MINNEAPOLIS (WCCO) – Twin Cities restaurants are finding creative ways to offset their rising costs. It’s not uncommon to find a new fee at the bottom of your check.
Adorned with a defiant deer upon high, Red Stag Supperclub separates itself from other restaurants both outside and in, where classy cuisine and cocktails blend together with a cabin-like atmosphere.
“All the good stuff that you’d expect in a supper club with a little modern flair,” Owner Kim Bartmann said.
But the food choices on the menu aren’t all that catch customers’ eyes.
“I thought it was a little strange it was on there,” said Curt Vanvickle, a customer.
The restaurant charges a 3 percent health care fee.
“Health care is a quality of life issue and everyone deserves to have health care,” Bartmann said.
Bartmann owns nine restaurants in Minneapolis.
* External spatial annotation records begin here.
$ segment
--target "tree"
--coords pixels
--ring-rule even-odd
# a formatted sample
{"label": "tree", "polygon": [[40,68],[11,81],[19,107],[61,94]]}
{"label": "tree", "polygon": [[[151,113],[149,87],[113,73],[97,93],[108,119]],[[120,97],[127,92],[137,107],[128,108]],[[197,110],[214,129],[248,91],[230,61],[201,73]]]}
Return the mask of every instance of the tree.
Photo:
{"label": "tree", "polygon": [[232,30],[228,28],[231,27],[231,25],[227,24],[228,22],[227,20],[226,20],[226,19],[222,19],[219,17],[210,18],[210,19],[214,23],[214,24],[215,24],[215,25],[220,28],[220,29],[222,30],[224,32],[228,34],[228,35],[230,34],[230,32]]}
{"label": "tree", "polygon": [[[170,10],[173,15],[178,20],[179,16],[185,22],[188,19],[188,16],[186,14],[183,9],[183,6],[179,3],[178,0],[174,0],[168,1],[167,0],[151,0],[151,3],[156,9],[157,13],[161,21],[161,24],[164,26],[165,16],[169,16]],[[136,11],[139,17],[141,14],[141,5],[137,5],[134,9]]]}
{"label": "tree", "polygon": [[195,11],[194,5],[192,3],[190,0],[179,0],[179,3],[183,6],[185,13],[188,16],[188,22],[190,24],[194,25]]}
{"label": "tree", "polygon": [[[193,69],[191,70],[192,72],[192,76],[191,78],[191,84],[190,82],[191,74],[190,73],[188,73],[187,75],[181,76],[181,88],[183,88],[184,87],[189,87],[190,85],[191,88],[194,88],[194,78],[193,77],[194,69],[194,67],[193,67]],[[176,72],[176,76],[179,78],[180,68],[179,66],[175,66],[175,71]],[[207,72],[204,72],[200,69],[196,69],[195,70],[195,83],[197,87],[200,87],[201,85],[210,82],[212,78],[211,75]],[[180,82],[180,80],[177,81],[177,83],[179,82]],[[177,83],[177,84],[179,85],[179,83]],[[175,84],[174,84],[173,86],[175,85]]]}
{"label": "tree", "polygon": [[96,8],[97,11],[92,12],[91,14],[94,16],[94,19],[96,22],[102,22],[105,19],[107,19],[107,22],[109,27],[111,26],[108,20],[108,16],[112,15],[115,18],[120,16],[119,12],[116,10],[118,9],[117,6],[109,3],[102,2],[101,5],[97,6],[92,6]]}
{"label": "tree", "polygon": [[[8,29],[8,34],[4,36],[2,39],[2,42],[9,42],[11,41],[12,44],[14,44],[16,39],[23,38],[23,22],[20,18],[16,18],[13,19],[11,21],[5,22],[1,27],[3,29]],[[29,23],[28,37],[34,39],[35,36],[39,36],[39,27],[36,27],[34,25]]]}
She’s been offering health insurance to her employees since the 1990s, a benefit that’s getting more expensive.
“For the last several years in a row, my health insurance costs for the company have gone up 20-30 percent every single year,” she said. It’s why she added the fee a few years ago.
“I think it’s a great idea, considering the state of health care in the United States right now. Not everyone has access to it,” said customer Michelle Hulett. “So anytime an employer is willing to step up to the plate and offer that, I think it’s fantastic.”
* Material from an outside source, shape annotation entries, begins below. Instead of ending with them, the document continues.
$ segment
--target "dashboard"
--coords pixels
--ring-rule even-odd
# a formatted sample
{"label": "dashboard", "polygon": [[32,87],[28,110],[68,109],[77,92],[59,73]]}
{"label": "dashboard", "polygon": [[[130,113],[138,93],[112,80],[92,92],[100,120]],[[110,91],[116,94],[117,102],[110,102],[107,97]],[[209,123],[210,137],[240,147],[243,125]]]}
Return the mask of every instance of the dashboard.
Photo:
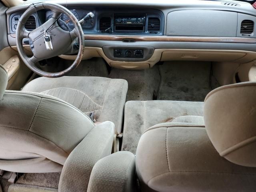
{"label": "dashboard", "polygon": [[[256,10],[249,3],[123,1],[52,1],[66,6],[78,20],[89,12],[94,14],[82,26],[88,50],[84,59],[102,57],[111,66],[136,69],[173,60],[242,62],[256,60]],[[27,6],[14,7],[6,12],[11,46],[16,45],[16,25]],[[25,28],[33,30],[52,14],[49,10],[38,11],[29,18]],[[64,30],[74,28],[65,15],[58,22]]]}
{"label": "dashboard", "polygon": [[[70,10],[70,12],[75,16],[76,18],[80,20],[84,17],[86,14],[91,12],[90,10],[82,10],[72,9]],[[52,16],[52,12],[51,11],[48,11],[46,13],[46,20],[48,20]],[[65,14],[62,14],[58,20],[59,24],[63,29],[68,31],[73,30],[74,28],[74,25],[70,18]],[[86,29],[91,29],[95,25],[94,19],[93,18],[90,20],[86,21],[81,26],[82,28],[84,30]]]}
“Everybody needs health insurance these days, so the fact that she’s letting you know is fine,” Vanvickle added.
Health care isn’t the only reason diners are paying a little extra. At Devil’s Advocate in downtown Minneapolis, customers pay a 1.9 percent employee benefit fee. It essentially covers the costs associated with their money transactions.
Bartmann said the list of businesses adding fees for health care and beyond is growing.
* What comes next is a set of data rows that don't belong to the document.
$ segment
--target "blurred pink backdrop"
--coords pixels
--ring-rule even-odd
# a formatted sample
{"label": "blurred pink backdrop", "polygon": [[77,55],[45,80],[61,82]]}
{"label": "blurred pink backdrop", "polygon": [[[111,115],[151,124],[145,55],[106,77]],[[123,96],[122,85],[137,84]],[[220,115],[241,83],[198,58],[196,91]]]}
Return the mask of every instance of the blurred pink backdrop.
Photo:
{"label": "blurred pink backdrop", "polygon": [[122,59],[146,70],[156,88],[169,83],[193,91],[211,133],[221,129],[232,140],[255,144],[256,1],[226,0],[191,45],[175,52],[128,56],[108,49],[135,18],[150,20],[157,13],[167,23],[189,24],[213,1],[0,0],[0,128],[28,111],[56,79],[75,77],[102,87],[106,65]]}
“We are under a lot of pressure. Our occupancy costs, our tax costs, our labor costs, the costs of our products are all going up,” she said.
Some argue that owners should simply raise their menu prices instead of adding another expenditure at the bottom of the tab.
“I think the customer’s gonna pay for it whether or not,” Vanvickle said. “So it’s just a matter of how (restaurants are) going about doing it.”
Bartmann prefers not only stating there’s a fee, but specifically explaining that it’s for healthcare. Her customers appreciate it as well.
“I think it’s an easier way to communicate one of our company values,” she said.
Bartmann added that as Minneapolis and St. Paul move to a $15 minimum wage, more changes and discussions will happen in the restaurant industry on how to offset those costs.